Google began training robots using the Robotic Transformer neural network

In 2022, the Google DeepMind team presented a system for teaching robots new neural network tasks – Robotics Transformer (RT-1). Now RT-2 came out, with which the company began to train its robots.

RT-1 was used to train the Everyday Robot on more than 700 tasks. The system included a database of 130,000 demonstrations, which, according to the DeepMind team, led to successful completion of tasks 97% of the time.

Now, DeepMind’s head of robotics, Vincent Vanhoek, has revealed that RT-2 allows robots to effectively transfer concepts learned on relatively small data sets to different scenarios. It’s a new version of what the company calls the Vision-Language-Action (VLA) model. The model teaches robots to better recognize visual and speech patterns, interpret instructions, and make inferences about which objects are best suited for a query. She trained on web and robotics data, using research advances in large language models such as Google’s Bard and combining them with robotics data. The model understands instructions in languages ​​other than English.

“RT-2 demonstrates improved generalization capabilities, as well as semantic and visual understanding beyond training data,” Google explains. The neural network can interpret new commands and respond to user commands by performing elementary reasoning, in particular about categories of objects. It is able to find the best tool for a specific new task based on existing contextual information.

Vanhoek presents a scenario in which a robot is asked to take out the trash. In many models, the user must be trained to identify what is considered trash and then trained to pick up the waste and dispose of it. “RT-2 already has an idea of ​​what debris is and can identify it without special training,” Vanhoek writes. — “He even has an idea of ​​how to throw away the garbage, although he was never taught this action. And think about the abstract nature of trash—what was a bag of chips or a banana peel becomes trash after you eat the contents. RT-2 can understand this from its visual language training data and do its job.”

The researchers tested the RT-2 with a manipulator in a kitchen, asking the robot to decide what to make a good makeshift hammer out of (it was a rock) and choose a drink for an exhausted person (Red Bull).

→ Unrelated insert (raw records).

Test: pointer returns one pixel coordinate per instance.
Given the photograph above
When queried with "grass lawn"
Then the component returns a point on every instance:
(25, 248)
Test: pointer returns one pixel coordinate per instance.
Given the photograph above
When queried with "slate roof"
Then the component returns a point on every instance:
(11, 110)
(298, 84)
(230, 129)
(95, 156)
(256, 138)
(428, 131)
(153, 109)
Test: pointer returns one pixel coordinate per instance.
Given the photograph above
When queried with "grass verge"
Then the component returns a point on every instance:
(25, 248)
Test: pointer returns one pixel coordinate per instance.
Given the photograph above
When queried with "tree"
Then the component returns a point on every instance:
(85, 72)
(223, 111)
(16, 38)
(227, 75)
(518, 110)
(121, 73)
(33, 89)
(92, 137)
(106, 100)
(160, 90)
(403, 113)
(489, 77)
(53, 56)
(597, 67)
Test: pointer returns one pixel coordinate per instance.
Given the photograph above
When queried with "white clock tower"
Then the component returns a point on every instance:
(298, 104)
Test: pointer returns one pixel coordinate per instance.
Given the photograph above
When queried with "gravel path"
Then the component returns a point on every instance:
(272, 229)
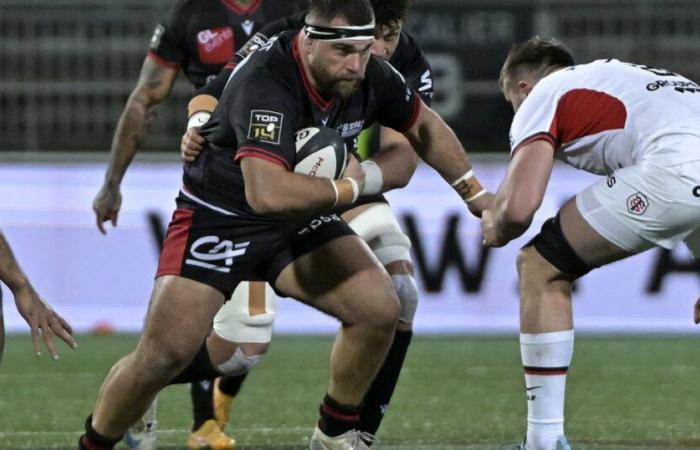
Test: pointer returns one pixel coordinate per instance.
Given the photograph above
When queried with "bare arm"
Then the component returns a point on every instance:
(395, 163)
(153, 86)
(42, 320)
(520, 194)
(436, 144)
(271, 190)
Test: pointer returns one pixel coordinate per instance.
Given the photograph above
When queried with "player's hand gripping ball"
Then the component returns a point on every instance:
(321, 152)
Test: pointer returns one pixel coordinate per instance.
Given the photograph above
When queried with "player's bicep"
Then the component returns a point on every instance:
(155, 81)
(528, 175)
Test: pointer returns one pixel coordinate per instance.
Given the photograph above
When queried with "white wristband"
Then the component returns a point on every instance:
(355, 189)
(198, 119)
(475, 196)
(466, 176)
(335, 191)
(374, 178)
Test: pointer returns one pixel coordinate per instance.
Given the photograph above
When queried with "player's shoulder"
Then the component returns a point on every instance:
(185, 8)
(271, 68)
(379, 70)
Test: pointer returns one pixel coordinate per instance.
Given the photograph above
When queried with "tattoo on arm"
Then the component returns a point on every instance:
(153, 87)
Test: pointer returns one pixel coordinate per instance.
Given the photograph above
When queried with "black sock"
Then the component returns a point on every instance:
(382, 388)
(200, 368)
(92, 440)
(202, 393)
(230, 385)
(336, 419)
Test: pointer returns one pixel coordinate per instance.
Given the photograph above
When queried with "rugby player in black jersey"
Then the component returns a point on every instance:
(198, 37)
(240, 201)
(389, 162)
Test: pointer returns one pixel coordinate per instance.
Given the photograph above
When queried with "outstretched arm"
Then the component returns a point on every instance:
(436, 144)
(153, 86)
(520, 194)
(43, 321)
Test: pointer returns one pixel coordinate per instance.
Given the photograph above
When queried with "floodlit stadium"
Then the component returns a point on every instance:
(70, 67)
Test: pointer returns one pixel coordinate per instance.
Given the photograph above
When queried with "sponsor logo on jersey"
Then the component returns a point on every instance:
(248, 26)
(215, 45)
(265, 126)
(678, 86)
(637, 203)
(155, 39)
(210, 252)
(350, 129)
(318, 222)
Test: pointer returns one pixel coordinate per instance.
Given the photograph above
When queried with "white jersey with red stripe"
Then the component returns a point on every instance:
(609, 114)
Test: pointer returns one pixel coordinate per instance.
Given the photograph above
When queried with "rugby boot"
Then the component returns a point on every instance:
(210, 437)
(222, 405)
(350, 440)
(142, 434)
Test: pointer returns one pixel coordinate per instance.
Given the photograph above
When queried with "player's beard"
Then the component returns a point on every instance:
(332, 86)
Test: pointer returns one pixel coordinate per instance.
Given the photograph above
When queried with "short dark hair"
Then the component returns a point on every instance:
(536, 55)
(388, 11)
(356, 12)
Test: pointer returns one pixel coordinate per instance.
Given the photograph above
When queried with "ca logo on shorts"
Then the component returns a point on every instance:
(637, 203)
(212, 253)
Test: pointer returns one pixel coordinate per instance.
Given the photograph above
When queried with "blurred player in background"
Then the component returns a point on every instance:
(389, 162)
(198, 37)
(242, 194)
(43, 321)
(637, 125)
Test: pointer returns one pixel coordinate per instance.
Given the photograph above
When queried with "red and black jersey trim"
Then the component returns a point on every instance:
(162, 62)
(314, 94)
(257, 152)
(530, 370)
(250, 9)
(417, 106)
(175, 243)
(541, 136)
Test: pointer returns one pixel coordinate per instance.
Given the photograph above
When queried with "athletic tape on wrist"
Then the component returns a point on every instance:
(200, 103)
(198, 119)
(347, 191)
(335, 191)
(468, 187)
(374, 178)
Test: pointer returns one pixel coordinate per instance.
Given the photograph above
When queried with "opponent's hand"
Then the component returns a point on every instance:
(355, 171)
(106, 206)
(43, 321)
(191, 145)
(478, 206)
(488, 229)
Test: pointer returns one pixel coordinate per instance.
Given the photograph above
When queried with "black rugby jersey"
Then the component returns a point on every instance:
(268, 99)
(201, 36)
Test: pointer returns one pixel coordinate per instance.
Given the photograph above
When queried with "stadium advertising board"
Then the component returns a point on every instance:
(96, 280)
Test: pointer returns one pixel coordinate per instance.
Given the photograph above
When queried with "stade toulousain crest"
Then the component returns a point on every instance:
(321, 152)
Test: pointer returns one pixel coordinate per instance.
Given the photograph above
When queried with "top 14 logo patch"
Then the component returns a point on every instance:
(637, 203)
(265, 126)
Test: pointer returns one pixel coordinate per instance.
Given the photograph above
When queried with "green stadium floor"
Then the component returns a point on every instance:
(456, 392)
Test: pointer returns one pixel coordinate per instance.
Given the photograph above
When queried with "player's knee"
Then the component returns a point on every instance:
(407, 293)
(242, 361)
(383, 309)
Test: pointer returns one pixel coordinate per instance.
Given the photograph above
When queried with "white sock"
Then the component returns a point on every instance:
(546, 358)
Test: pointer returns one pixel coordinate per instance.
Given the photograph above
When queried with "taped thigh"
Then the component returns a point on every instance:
(378, 227)
(248, 315)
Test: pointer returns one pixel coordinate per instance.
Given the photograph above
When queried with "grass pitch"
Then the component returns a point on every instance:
(456, 392)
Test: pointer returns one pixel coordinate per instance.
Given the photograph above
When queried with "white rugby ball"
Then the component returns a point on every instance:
(321, 152)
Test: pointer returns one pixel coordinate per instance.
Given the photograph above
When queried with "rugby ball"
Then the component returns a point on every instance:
(321, 152)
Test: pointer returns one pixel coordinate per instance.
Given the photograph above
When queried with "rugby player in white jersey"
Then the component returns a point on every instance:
(637, 125)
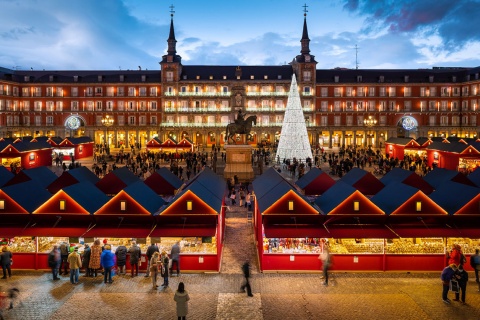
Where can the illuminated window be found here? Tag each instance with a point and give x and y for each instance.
(356, 206)
(419, 206)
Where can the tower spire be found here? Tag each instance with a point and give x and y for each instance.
(305, 41)
(172, 43)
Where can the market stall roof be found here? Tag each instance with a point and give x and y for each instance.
(457, 198)
(80, 198)
(400, 141)
(29, 195)
(5, 175)
(363, 181)
(135, 199)
(343, 199)
(163, 182)
(407, 177)
(117, 180)
(205, 193)
(437, 176)
(315, 182)
(274, 195)
(399, 199)
(42, 175)
(475, 176)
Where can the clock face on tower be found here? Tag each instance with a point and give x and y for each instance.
(72, 123)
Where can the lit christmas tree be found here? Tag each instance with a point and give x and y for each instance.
(294, 137)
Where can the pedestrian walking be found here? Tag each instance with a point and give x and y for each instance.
(326, 258)
(135, 255)
(54, 260)
(6, 262)
(246, 274)
(64, 255)
(164, 272)
(462, 277)
(121, 257)
(175, 256)
(447, 275)
(107, 261)
(75, 263)
(86, 260)
(95, 253)
(181, 297)
(154, 264)
(475, 264)
(150, 251)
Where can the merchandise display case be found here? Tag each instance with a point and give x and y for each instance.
(19, 244)
(292, 245)
(356, 246)
(415, 246)
(468, 245)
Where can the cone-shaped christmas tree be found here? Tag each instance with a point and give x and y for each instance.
(294, 137)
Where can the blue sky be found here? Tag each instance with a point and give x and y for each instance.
(125, 34)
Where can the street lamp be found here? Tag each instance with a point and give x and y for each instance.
(107, 122)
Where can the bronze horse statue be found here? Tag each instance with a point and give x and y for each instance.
(234, 128)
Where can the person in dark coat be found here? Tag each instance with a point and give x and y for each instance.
(54, 260)
(86, 260)
(6, 262)
(107, 261)
(246, 274)
(121, 255)
(462, 277)
(164, 272)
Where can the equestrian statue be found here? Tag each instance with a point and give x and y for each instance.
(241, 126)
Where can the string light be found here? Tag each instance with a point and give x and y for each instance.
(294, 141)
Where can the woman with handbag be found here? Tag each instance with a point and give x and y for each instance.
(154, 265)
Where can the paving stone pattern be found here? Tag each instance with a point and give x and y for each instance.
(217, 296)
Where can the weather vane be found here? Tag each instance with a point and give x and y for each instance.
(305, 9)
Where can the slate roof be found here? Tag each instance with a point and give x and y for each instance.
(208, 186)
(452, 196)
(334, 196)
(393, 196)
(145, 196)
(87, 195)
(271, 186)
(438, 176)
(30, 194)
(475, 177)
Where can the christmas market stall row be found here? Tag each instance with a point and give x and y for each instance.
(368, 224)
(40, 211)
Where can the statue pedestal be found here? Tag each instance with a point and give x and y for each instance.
(239, 162)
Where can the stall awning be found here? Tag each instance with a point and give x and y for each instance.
(434, 232)
(278, 231)
(184, 232)
(360, 232)
(97, 232)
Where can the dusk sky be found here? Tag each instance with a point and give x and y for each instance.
(125, 34)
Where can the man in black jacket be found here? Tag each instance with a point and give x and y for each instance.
(150, 251)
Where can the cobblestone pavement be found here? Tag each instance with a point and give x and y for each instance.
(217, 296)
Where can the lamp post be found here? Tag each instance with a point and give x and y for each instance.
(107, 122)
(369, 122)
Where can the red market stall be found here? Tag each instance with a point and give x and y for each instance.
(195, 218)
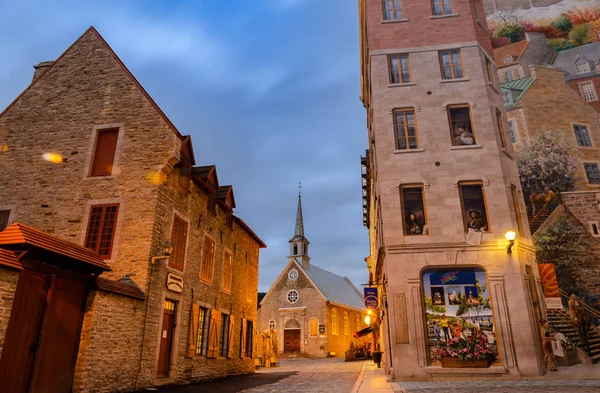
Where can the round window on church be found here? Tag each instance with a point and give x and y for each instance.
(293, 296)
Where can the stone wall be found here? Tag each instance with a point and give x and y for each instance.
(8, 287)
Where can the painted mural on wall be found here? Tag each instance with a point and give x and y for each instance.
(458, 310)
(566, 23)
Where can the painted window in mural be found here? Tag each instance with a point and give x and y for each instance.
(473, 203)
(415, 222)
(458, 311)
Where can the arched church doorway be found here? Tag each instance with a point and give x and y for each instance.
(291, 336)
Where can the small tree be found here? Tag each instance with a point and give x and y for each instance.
(547, 161)
(564, 244)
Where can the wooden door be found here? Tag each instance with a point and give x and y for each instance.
(291, 340)
(21, 341)
(166, 338)
(59, 338)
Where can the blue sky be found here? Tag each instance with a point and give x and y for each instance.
(268, 89)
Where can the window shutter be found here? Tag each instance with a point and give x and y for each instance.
(104, 156)
(213, 334)
(193, 334)
(243, 339)
(230, 349)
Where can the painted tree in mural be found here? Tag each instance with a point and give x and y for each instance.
(564, 244)
(547, 161)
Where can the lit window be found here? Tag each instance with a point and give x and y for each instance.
(293, 275)
(451, 63)
(588, 91)
(415, 222)
(582, 68)
(582, 135)
(293, 296)
(592, 172)
(392, 9)
(474, 211)
(441, 7)
(399, 69)
(461, 126)
(406, 129)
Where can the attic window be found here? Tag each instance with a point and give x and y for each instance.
(582, 68)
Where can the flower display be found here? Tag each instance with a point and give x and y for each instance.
(470, 348)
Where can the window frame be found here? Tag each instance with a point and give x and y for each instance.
(393, 10)
(471, 122)
(399, 57)
(405, 111)
(452, 64)
(98, 241)
(587, 133)
(597, 165)
(404, 213)
(442, 6)
(462, 203)
(208, 268)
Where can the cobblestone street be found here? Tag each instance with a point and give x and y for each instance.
(313, 375)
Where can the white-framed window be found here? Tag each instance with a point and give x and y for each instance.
(592, 172)
(582, 135)
(293, 296)
(582, 68)
(293, 275)
(588, 91)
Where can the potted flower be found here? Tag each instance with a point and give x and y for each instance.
(473, 351)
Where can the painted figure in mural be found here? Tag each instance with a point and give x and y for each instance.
(413, 227)
(444, 323)
(462, 136)
(478, 222)
(547, 345)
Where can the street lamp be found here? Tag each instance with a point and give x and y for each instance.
(510, 236)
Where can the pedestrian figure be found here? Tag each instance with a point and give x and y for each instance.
(547, 345)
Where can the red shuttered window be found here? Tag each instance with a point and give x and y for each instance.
(101, 229)
(104, 155)
(179, 238)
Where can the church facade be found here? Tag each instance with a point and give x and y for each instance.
(315, 312)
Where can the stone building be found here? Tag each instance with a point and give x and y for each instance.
(582, 71)
(314, 311)
(530, 100)
(441, 192)
(92, 159)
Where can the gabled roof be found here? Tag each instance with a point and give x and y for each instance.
(515, 50)
(335, 288)
(92, 30)
(521, 84)
(21, 235)
(567, 59)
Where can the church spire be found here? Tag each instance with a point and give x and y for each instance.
(299, 243)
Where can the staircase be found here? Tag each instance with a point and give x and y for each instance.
(584, 334)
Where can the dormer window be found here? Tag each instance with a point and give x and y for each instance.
(582, 68)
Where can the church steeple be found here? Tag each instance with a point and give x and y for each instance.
(298, 243)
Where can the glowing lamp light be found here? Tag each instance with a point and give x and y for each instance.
(54, 158)
(510, 236)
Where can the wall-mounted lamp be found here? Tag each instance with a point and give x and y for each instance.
(166, 251)
(510, 236)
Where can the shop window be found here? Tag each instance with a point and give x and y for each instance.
(474, 210)
(413, 205)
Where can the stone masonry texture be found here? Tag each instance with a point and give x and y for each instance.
(87, 89)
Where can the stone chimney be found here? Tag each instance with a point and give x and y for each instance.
(40, 68)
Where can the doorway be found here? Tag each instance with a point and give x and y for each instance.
(291, 340)
(166, 338)
(42, 337)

They also told the job to move the can from under the Coca-Cola to the picture of Taylor Swift.

The team says that the efficiency level for new tasks improved from 32 to 62% when moving from RT-1 to RT-2.

In 2022, Google introduced a robot that understands natural speech and generates machine code on its own. The Code as Policies (CaP) project is based on the Google Pathways Language Model (PaLM) artificial intelligence algorithm.

In June, DeepMind created a robot called RoboCat with artificial intelligence. The development team said it had achieved a breakthrough in RoboCat’s learning of new tasks, as well as improved performance by having the robot build its own data about it.